The current healthcare environment is overwhelming staff and caregivers with constant streams of information. Identifying priority messages is becoming a greater challenge. The present disclosure reveals that predictive analytics can automate message prioritization. Identified messages may then be presented to caregivers or staff in simple, elegant notifications. Staff and caregivers may be able to identify the most valuable work quickly, so that they can complete it within the set of activities each shift. The network effect of completing high-value work first frees up beds and accelerates treatment times. It also reduces the waiting time for non-prioritized batched activity. Streamlining message prioritization, transmission and other functions may reduce the communication network load by reducing redundant or unnecessary communications.

Exemplary embodiments will be described using the accompanying drawings. Figures are not always drawn to scale. The reference number’s left-most digit (s) identifies which figure the reference number appears first. The same reference numbers can be used in the drawings for the same or similar parts. Although examples and features of disclosed principles have been described, modifications, adaptations and other implementations can be made without departing from their spirit and scope. The words “comprising” and “having”,? ?having,? ?containing,? ?Including,??????????????????????????????containing?????????????????????????????. Other similar forms and words are meant to have the same meanings and be open-ended in that any item or items after any of these words isn’t meant to be an exhaustive list of such items or be restricted to only the item or items listed. The singular forms?a? and?an? are used in this document as well as the claims. ?an,? ?an,? If the context is clear, plural references are allowed.

FIG. “FIG. FIG. 1. are not meant to limit the disclosed embodiments. The components and arrangements shown in FIG.

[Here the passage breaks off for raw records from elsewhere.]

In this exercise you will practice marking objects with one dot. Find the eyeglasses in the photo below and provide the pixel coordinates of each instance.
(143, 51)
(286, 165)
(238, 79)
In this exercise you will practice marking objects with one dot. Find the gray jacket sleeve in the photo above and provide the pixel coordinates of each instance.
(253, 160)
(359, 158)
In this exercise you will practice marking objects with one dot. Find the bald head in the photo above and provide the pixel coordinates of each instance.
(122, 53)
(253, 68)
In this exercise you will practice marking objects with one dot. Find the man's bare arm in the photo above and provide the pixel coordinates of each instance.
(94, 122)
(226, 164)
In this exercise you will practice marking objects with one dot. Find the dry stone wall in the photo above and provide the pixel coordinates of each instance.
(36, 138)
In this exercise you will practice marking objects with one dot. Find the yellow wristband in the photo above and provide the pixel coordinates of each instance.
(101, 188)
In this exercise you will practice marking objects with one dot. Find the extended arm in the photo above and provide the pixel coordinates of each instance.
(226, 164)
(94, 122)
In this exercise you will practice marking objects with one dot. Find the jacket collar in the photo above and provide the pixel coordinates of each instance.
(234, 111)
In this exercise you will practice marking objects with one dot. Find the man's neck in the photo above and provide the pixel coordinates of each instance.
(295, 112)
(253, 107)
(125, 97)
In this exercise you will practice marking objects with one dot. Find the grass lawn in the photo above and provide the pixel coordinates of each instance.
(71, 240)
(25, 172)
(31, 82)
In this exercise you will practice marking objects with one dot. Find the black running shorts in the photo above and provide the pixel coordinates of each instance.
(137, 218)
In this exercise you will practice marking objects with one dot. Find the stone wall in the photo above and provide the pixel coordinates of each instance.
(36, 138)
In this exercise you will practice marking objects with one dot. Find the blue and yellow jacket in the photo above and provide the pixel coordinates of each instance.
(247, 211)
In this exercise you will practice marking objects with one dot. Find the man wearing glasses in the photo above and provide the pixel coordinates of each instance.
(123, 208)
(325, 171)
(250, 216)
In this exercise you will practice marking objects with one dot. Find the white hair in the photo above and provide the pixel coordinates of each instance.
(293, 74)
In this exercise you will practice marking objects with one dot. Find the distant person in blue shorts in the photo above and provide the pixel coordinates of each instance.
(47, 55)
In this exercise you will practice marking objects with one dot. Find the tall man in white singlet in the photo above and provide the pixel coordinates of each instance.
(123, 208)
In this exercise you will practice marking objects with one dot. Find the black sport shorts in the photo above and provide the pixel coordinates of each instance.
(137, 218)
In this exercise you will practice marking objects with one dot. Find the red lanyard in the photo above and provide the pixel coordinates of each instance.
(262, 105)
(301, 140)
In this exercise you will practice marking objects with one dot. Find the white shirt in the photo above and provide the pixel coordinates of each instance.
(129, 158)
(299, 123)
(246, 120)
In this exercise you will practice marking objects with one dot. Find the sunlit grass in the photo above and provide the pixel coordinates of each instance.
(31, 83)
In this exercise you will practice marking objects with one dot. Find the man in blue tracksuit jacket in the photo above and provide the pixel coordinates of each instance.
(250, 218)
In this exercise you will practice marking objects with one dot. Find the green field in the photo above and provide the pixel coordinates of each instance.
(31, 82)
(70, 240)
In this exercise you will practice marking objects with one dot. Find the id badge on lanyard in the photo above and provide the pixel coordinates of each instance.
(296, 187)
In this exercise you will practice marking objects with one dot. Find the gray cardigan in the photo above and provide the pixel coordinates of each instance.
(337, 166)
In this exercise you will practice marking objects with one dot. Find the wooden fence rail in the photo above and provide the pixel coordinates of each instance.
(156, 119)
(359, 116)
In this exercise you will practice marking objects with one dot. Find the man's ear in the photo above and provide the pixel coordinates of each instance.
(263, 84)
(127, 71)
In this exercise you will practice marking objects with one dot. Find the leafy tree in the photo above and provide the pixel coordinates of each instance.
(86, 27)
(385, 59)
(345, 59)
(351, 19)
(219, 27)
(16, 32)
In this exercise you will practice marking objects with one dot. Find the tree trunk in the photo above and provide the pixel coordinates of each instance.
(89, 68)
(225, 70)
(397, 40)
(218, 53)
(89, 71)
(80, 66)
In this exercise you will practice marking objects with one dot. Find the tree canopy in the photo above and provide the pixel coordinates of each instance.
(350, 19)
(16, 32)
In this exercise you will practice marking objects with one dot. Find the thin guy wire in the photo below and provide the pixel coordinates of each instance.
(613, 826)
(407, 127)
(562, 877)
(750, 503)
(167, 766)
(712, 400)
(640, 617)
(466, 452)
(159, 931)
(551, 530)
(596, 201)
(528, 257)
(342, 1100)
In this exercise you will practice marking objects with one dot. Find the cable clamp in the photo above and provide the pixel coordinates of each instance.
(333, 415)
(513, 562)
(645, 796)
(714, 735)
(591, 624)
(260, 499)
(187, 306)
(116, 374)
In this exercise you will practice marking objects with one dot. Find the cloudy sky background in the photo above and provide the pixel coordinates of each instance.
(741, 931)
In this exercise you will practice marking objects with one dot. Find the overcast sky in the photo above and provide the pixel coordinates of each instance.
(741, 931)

As illustrated in FIG. “As shown in FIG. System 100 components may communicate through network 150, local network 110, or a combination thereof. Some embodiments of local network 110, facility servers 130, administrator terminal 145 and user device 120 can be physically located within a facility, such as a hospital, office building, or medical facility (i.e. Facility system 102) and network 150, network server 160 or third party server 170. Database 180 can be outside the medical facility. System 100 may also include components that are well-known to those of ordinary skill in computer science to accomplish tasks in accordance with the disclosed embodiments. Facility system 102, for example, may contain one or more sensors such as sensors 147 that are placed throughout the facility to monitor conditions like temperature, humidity, proximity and other parameters that indicate a room’s status. Sensors 147 can be placed in one or more hospital areas as part of a security or real-time locating device. Sensors 147 may also include one or several wireless receivers (not illustrated) that can detect wireless sensors or locating tags to locate tagged items and/or people.

Computer terminal 140 can be used as a standalone device in an office, room, employee station or other central location within a workplace. Computer terminal 140 can be a laptop or desktop computer, a flat-panel or projected display, touch screen monitor or any other display. Computer terminal 140 can be associated with specific rooms in a facility such as a patient room, hotel room or conference room. A message or task request sent from computer terminal 140 can be automatically associated with the room where computer terminal 140 is located.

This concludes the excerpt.